Haviam colocado uma espécie de forro branco por cima de meus pais antes de suas macas serem empurradas até a ambulância. Eu não entendia por que é que eu não podia ir com eles. Eu estava bem, eu podia caminhar até lá, podia me deitar perto da minha mãe. Eu não queria ficar longe deles.

_ Como você se chama? – tentou o enfermeiro mais uma vez.

_ Eu...Eu não me lembro.

_ Ela está em estado de choque – cochichou para uma outra enfermeira que me observava com grandes olhos castanhos.
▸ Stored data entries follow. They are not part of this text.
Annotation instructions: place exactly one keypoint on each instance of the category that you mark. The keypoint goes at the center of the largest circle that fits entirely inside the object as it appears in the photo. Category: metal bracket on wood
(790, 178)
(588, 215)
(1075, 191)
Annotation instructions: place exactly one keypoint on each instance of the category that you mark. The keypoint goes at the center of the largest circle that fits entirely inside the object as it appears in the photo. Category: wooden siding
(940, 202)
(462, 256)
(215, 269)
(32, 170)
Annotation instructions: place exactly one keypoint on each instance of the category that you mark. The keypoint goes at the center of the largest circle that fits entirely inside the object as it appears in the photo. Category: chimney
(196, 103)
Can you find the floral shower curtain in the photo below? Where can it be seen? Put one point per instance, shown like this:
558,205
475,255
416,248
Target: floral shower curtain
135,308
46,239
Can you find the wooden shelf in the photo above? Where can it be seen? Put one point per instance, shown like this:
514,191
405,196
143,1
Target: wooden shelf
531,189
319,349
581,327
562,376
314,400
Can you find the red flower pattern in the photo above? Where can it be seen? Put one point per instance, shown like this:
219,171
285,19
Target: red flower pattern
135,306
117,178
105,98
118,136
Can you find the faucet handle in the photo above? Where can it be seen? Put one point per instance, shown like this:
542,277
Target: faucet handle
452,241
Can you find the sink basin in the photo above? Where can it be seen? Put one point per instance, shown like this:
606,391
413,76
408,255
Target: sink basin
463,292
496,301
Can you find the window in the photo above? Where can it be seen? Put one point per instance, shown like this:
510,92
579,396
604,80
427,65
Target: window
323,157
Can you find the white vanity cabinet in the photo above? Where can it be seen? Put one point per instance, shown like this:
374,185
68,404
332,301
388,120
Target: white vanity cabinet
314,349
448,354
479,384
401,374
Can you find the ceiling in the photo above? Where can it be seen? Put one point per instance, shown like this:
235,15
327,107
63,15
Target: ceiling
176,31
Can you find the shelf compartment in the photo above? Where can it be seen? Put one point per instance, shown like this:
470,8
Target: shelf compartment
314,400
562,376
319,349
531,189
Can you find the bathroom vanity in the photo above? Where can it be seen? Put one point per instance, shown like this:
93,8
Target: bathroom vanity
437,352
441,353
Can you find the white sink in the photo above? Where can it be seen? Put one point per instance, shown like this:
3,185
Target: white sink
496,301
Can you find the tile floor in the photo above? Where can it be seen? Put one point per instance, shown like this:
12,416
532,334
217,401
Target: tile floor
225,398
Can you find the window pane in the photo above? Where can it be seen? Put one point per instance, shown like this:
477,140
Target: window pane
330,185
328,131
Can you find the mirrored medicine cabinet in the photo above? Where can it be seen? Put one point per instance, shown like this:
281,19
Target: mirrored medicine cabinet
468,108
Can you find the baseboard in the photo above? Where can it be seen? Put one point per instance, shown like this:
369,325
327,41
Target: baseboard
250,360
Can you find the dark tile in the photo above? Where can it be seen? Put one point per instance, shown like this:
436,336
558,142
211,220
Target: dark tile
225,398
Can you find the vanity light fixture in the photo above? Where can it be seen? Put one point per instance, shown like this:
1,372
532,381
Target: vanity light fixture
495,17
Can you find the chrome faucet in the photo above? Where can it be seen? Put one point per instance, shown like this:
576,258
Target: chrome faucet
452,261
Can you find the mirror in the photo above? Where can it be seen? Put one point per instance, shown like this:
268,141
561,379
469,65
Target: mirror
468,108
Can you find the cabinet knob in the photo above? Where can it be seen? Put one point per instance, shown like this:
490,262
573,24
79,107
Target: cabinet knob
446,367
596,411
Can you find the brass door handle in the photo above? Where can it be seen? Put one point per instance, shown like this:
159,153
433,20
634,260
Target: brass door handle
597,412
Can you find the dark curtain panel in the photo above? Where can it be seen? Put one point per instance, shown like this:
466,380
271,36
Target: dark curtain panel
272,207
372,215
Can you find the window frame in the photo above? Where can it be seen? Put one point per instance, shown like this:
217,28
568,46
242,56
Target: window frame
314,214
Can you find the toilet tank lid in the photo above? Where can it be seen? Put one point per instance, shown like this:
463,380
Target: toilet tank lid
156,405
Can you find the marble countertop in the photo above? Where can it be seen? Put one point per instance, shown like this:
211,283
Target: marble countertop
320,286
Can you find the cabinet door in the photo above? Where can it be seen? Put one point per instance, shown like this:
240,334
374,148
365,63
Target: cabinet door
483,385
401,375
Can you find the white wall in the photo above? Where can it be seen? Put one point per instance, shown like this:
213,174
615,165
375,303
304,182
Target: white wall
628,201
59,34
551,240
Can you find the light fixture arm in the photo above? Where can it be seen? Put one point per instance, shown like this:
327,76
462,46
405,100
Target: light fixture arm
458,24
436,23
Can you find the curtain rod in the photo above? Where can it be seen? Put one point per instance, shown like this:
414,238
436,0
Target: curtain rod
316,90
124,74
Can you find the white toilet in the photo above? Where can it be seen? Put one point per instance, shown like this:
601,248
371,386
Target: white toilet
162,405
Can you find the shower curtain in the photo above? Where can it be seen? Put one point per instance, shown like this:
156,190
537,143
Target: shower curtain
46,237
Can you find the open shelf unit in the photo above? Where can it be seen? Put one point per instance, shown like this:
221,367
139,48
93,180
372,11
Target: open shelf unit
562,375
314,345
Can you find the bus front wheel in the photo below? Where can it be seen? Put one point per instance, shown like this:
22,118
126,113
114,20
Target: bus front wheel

_ Eu estou cansada. Posso voltar pra casa com a mamãe e o papai? Minha perna não ta doendo muito não. Mamãe pode me fazer um curativo. Eu não preciso ir ao médico.

_ Você não tem nenhum outro parente que possamos ligar?

_ Eu posso ver meus pais?

_ Vamos levar você ao hospital primeiro. Você está bem machucada.

_ Mas...

_ Vai ficar tudo bem. – ele mentiu. Mal sabia eu o quão errado ele estava. Nada mais ficaria bem. Nunca mais.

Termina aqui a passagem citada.